D’aussi loin que je m’en souvienne, j’ai toujours été en surpoids. Gènes, malbouffe ou masse squelettique trop importante, choisissez la raison. J’ai dû donc dompter ce corps pour essayer d’être comme les autres. Vous savez, ceux qui n’ont aucune difficulté à montrer leur corps, que ce soit à la plage, sur les réseaux sociaux ou simplement devant leur famille ou leurs amis.

Sur le chemin de l’acceptation, des erreurs. Des pseudos régimes épuisants, du sport à contre-coeur, de la frustration. Ces mauvais pas ont permis de comprendre que je ne pourrais pas être mince, avec des abdos et muscles saillants. Alors pourquoi pas en ajouter plutôt qu’en enlever ? Modifier son corps, ce n’est pas que des régimes ou du sport.

Piercings et tatouages sont aujourd’hui ma façon d’aimer de plus en plus mon corps. De le décorer à ma guise dans une douleur qui me plaît, qui stimule ma créativité et mon envie d’être. Ne vous méprenez pas, l’acceptation de son corps reste un combat au quotidien. Il m’arrive encore aujourd’hui de me regarder dans le miroir et de ne pas aimer ce que je vois. Et la raison principale ? Well…

La pression sociale. Elle reste toujours présente et surtout dans la « communauté » LGBT. Aimer les gros n’est pas la norme. Bear, cub, chubby, des catégories qui semblent importantes à cette communauté. Etant poilu et gros, je matche la catégorie Bear. Pourtant, je ne m’y sens pas à ma place. Oui, j’utilise ce # sur Tumblr pour qu’on like ou reblogue la chose mais je préfère être une sorcière pédé qu’un bear. Après réflexion, j’ai compris ce qui me déplaît tant avec ces étiquettes : l’impression d’être juste un fétish, un bout de viande qu’on baiserait bien parce que je suis fat. Mon corps est certes gros mais je ne me définis pas par ce dernier. Alors on fait quoi maintenant ? Apparemment, on reste dans son canapé, en regardant une série en attendant qu’un mec daigne voir plus loin que mon joli bidon et mes grosses cuisses velues.



4 thoughts on “Body body-oh”

  • Poignant. Poignant parce que j’ai fait la même chose, j’ai ressenti la même chose.

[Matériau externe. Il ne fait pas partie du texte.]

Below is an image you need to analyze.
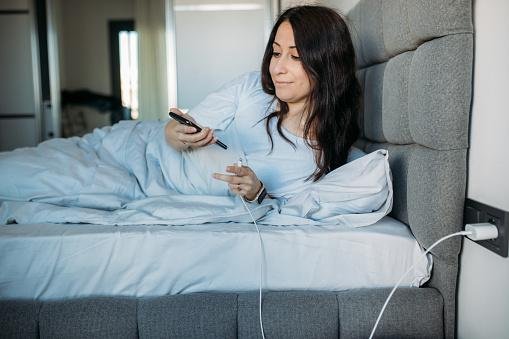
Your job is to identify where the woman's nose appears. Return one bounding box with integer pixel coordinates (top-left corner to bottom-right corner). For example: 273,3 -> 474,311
274,58 -> 287,73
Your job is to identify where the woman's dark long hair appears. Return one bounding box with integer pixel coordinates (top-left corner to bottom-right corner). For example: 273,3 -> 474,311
261,6 -> 361,181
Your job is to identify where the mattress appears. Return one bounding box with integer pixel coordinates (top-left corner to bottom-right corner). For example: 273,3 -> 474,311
0,217 -> 432,300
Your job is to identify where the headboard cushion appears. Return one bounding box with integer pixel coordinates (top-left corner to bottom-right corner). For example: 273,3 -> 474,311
352,34 -> 472,150
348,0 -> 473,68
348,0 -> 473,338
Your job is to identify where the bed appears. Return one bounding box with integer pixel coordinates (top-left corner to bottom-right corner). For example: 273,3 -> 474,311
0,0 -> 473,338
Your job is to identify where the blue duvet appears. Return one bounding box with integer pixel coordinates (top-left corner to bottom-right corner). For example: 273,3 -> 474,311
0,121 -> 392,226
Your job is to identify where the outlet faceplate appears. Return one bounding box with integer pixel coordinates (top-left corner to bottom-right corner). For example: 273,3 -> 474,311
463,199 -> 509,258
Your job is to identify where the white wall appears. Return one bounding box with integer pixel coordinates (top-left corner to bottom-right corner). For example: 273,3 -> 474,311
56,0 -> 134,94
458,0 -> 509,338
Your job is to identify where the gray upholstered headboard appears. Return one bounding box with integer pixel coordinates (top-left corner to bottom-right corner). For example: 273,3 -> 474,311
348,0 -> 473,338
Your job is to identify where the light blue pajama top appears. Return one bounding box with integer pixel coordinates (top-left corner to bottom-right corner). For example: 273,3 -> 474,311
184,72 -> 316,198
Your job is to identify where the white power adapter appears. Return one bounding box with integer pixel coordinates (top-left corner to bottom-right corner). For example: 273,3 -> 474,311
465,222 -> 498,241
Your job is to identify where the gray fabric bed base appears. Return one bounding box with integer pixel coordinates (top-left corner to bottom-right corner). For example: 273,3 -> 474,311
0,288 -> 444,338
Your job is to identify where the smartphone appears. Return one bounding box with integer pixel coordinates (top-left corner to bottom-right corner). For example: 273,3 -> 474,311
168,112 -> 228,149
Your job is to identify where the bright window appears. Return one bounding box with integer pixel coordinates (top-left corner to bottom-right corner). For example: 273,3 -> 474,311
118,31 -> 139,119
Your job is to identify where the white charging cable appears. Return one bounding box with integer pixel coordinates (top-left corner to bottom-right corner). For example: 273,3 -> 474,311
369,223 -> 498,339
237,158 -> 265,339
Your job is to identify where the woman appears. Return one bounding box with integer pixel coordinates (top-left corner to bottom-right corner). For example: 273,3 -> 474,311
166,6 -> 361,202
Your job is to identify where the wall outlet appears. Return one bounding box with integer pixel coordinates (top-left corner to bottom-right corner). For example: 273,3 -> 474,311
463,199 -> 509,258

J’ai essayé de m’accepter à travers une catégorie qui au début me faisait me sentir fière, forte, « fat babe » mais qui m’a ensuite faite me sentir objectivée. Un qualificatif de porno, sans creuse ce qu’il y a derrière.

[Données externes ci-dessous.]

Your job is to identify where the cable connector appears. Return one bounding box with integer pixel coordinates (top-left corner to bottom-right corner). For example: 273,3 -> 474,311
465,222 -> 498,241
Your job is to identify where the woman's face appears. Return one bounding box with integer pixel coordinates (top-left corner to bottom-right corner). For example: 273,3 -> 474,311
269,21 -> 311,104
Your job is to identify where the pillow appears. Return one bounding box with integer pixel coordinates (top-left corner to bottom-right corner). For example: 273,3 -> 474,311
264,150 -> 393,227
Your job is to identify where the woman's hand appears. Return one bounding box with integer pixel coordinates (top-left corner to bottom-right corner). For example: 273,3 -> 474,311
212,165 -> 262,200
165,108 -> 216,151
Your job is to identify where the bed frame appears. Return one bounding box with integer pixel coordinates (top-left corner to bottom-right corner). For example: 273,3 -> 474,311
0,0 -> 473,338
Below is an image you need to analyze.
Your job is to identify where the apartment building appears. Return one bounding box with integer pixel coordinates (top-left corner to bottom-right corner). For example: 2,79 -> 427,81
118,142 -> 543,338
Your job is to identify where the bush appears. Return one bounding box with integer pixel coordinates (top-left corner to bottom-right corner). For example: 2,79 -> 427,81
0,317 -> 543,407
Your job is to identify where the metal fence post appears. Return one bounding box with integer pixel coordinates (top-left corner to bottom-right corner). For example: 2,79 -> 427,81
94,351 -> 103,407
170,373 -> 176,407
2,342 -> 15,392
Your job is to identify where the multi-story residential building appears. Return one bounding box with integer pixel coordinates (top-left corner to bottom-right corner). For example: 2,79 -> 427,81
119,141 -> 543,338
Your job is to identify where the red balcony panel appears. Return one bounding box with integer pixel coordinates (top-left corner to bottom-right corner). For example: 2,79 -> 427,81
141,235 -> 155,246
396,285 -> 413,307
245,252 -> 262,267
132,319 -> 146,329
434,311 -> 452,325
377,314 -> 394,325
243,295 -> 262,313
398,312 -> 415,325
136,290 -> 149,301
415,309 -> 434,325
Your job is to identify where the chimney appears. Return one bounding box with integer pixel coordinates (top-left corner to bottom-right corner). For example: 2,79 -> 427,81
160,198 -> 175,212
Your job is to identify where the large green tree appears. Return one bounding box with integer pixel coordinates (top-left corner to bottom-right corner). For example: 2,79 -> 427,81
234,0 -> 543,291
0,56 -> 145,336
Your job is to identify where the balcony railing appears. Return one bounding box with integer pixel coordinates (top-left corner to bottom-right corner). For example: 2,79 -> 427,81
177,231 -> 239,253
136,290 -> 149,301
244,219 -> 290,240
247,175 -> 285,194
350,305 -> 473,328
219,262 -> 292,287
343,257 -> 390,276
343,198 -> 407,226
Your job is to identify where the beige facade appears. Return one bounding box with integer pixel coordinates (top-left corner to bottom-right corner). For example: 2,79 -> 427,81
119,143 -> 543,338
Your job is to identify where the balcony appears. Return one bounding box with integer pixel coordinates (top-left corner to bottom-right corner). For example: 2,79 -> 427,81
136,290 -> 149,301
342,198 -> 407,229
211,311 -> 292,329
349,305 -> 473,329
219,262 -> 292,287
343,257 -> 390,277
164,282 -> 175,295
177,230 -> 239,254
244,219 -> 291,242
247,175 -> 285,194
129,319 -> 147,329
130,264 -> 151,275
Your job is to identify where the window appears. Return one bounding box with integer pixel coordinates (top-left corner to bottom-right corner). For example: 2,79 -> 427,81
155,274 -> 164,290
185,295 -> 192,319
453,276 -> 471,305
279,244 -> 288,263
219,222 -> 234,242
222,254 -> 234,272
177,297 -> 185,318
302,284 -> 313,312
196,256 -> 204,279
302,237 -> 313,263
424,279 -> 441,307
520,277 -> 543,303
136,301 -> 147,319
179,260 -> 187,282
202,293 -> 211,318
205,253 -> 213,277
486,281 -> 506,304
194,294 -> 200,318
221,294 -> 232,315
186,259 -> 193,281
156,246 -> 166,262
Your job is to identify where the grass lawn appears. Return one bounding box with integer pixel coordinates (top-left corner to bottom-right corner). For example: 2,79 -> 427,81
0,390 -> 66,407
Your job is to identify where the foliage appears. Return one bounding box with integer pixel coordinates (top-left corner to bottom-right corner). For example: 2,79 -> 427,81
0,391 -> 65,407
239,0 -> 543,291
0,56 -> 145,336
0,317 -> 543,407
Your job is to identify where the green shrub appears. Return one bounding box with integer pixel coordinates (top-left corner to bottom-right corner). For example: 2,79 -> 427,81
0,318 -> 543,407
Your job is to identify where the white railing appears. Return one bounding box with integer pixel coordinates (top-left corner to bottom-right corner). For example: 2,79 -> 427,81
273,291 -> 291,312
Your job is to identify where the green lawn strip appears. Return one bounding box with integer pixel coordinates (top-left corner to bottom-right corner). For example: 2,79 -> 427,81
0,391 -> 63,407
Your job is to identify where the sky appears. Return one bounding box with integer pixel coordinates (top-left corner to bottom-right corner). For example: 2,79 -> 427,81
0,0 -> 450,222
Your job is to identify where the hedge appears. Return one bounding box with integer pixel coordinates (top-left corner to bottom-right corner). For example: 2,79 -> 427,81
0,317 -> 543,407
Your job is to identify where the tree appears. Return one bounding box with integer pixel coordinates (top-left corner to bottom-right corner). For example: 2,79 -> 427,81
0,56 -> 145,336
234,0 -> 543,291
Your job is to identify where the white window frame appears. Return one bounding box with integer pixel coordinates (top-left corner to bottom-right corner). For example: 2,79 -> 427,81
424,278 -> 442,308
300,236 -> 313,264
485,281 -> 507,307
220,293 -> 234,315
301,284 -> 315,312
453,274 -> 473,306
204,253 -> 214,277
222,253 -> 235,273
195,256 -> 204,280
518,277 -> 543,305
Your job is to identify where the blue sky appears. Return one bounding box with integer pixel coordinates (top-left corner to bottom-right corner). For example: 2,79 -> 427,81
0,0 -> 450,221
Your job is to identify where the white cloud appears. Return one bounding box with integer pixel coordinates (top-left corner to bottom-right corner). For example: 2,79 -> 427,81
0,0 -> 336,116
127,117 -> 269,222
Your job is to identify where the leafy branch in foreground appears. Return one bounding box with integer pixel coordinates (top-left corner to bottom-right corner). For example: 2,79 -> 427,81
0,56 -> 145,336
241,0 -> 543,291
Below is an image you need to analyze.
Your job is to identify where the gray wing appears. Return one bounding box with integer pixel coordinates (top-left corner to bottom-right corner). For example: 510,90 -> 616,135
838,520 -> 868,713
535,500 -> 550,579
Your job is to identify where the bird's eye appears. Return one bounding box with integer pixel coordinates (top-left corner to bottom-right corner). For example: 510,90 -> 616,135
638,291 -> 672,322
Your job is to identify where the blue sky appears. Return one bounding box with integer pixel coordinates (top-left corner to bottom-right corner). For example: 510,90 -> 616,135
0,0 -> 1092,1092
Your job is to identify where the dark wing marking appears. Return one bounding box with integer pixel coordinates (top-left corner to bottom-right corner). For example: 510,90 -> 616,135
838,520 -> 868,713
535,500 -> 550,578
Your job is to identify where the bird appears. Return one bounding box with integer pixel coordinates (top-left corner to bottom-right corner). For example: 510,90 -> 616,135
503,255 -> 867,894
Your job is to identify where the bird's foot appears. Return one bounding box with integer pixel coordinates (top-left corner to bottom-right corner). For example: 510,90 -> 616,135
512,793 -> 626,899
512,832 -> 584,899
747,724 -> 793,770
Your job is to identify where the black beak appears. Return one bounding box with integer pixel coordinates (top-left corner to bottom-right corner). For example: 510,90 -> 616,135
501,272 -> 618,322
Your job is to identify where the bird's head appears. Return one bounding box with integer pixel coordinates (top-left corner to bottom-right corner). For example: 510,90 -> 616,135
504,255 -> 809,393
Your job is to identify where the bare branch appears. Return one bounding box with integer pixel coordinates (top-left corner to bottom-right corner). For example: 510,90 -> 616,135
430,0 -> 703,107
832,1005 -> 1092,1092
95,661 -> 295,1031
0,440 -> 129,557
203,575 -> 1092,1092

  • Merci <3 J'ai encore du mal aujourd'hui avec l'image que je renvoie, trop maigre à un moment, trop de poids ensuite, et du mal à perdre ce que j'ai sur les hanches. Mais il n'est qu'une question de temps et de travail sur soi pour accepter au final de ne pas être ce morceau de viande pour les autres, mais être soi et être bien. Un combat loin d'être fini certes, mais un combat déhà engagé qu'on refuse de perdre.